In June 2020, the United States Court of Appeals for the Eighth Circuit affirmed the dismissal with prejudice of a qui tam suit against Trinity Health in North Dakota. The suit, brought by Rafik Benaissa, MD, a former surgeon with Trinity Health, alleged that certain physician compensation arrangements at the hospital violated the Anti-Kickback Statute (AKS) and Stark Law and that Trinity Health violated the False Claims Act (FCA) by submitting false and/or fraudulent claims to the United States.
Benaissa alleged that Trinity paid five of its highest-earning physicians above fair market value by compensating them at levels that were not justified by their personal productivity; the high compensation generated practice losses for Trinity, absent taking into account the physicians’ downstream referrals to the health system; and as a result of the physicians’ compensation methodology, they performed unnecessary surgeries to inflate their compensation. Benaissa also alleged that Trinity did not renew his contract because he complained about the allegedly unnecessary surgeries.
According to Benaissa, the compensation arrangements violated the AKS and Stark Law, and further, that any claims submitted by Trinity to federal health care programs for the procedures performed by the physician violated the FCA. He also alleged that Trinity’s refusal to renew his contract violated the anti-retaliation provisisions found in the FCA.
After the United States declined to get involved in the qui tam suit, Trinity filed a Motion to Dismiss, which was granted in the United States District Court for the District of North Dakota. The District Court found that because Benaissa did not identify representative examples of false claims submitted by Trinity, nor did he exhibit any direct connection to or personal knowledge of Trinity’s billing practice, he did not satisfy Rule 9(b), which requires that false claims must be presented to the government. The District Court also found that Benaissa’s complaints about clinical decisions made by other surgeons (including whether the procedures were necessary) did not amount to “protected activity” under the FCA because his complaints did not make reference to fraud or improper billing by Trinity.

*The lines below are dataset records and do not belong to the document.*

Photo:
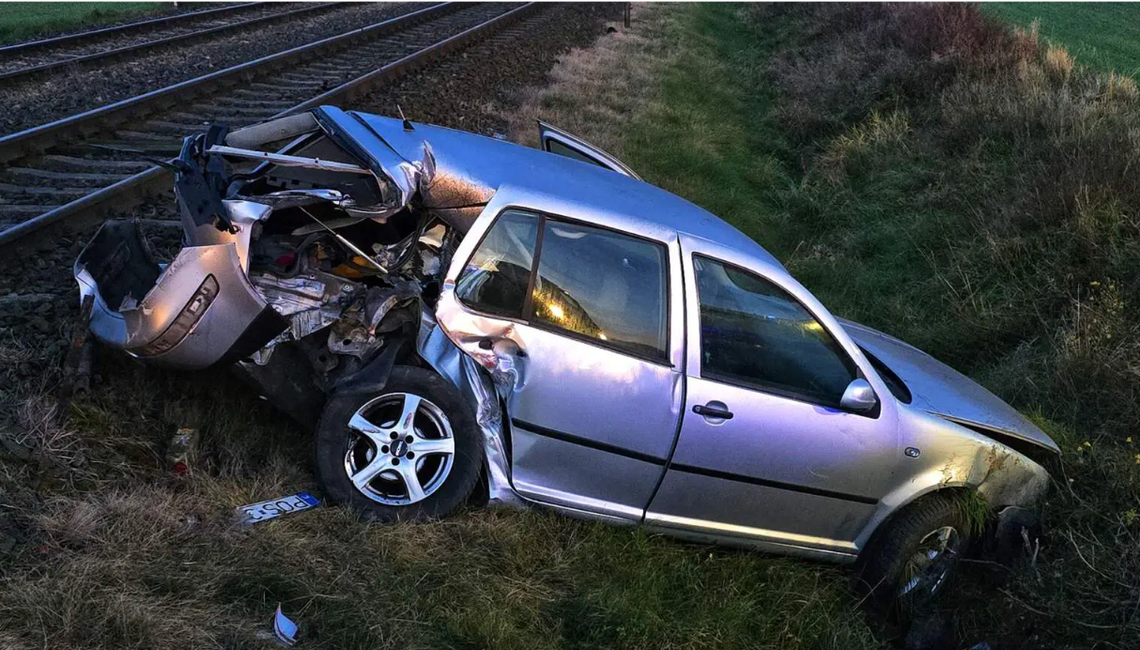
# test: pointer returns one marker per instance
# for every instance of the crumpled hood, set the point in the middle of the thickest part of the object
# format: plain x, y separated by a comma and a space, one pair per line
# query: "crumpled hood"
942, 390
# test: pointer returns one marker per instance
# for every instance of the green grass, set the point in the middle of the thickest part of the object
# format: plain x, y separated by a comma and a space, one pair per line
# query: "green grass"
24, 21
1102, 34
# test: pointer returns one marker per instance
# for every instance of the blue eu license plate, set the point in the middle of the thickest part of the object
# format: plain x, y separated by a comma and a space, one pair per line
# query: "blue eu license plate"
275, 508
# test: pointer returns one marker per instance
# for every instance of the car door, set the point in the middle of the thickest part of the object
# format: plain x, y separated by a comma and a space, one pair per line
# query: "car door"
576, 321
765, 453
558, 141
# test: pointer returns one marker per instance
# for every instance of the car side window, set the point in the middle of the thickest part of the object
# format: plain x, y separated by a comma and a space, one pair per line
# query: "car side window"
755, 333
603, 285
497, 276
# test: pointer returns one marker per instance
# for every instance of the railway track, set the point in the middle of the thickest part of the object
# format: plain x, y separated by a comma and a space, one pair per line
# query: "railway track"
74, 169
32, 61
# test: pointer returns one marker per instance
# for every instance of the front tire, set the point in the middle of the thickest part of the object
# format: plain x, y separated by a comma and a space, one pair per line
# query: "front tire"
909, 566
409, 452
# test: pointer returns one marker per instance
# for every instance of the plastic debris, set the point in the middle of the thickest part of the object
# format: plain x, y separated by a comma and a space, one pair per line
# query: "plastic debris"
182, 451
284, 628
275, 508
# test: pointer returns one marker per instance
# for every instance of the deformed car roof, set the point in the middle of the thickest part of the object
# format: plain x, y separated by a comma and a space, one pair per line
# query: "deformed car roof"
474, 167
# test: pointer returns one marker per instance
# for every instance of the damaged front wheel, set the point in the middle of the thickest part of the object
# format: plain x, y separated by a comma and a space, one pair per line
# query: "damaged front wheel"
406, 452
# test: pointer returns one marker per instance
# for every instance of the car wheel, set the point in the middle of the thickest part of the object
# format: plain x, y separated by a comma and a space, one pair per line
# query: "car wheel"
911, 562
409, 452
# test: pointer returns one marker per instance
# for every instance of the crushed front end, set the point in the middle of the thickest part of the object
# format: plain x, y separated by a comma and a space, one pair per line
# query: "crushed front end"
309, 253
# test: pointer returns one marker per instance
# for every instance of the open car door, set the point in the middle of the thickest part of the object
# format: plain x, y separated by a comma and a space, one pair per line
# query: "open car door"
558, 141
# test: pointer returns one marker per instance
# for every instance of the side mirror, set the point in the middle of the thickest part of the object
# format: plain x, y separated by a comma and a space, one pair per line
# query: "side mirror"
858, 397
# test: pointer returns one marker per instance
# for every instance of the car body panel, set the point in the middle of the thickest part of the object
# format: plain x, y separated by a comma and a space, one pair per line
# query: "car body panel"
143, 324
783, 457
558, 141
939, 389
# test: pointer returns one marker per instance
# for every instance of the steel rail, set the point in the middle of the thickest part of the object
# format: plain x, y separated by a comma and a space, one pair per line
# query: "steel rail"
135, 189
124, 29
146, 46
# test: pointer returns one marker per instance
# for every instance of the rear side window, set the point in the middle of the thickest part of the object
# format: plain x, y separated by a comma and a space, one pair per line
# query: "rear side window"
497, 276
757, 334
604, 286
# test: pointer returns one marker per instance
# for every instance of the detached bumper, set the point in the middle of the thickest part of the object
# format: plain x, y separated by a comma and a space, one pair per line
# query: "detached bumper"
197, 311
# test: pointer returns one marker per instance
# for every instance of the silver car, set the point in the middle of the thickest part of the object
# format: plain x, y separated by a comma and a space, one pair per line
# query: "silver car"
459, 317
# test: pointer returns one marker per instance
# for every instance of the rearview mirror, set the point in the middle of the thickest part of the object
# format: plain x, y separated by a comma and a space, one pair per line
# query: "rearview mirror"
858, 397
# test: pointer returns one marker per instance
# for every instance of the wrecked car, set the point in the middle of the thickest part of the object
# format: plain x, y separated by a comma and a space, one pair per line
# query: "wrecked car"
454, 313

Benaissa appealed the dismissal, conceding that while he did not allege representative examples of false claims submitted for payment or approval, such an inference can be made because roughly 29% of Trinity’s annual revenue came from Medicare reimbursements and that any claims submitted for services performed by the five physicians identified in the complaint would be tainted by the alleged AKS and Stark violations, it was “more likely” than not that Trinity “submitted at least some” such claims to the government.
The Eighth Circuit, though, disagreed with that argument and upheld the dismissal, finding that such a “general inference” theory does not satisfy the Rule 9(b) particularity requirement for an FCA violation. The Eighth Circuit also found that as a trauma surgeon, Benaissa did not “have firsthand knowledge of Trinity’s billing practices” and that he did not plead details about Trinity’s billing practices which would indicate a reliable “basis for knowledge” regarding the submission of fraudulent claims.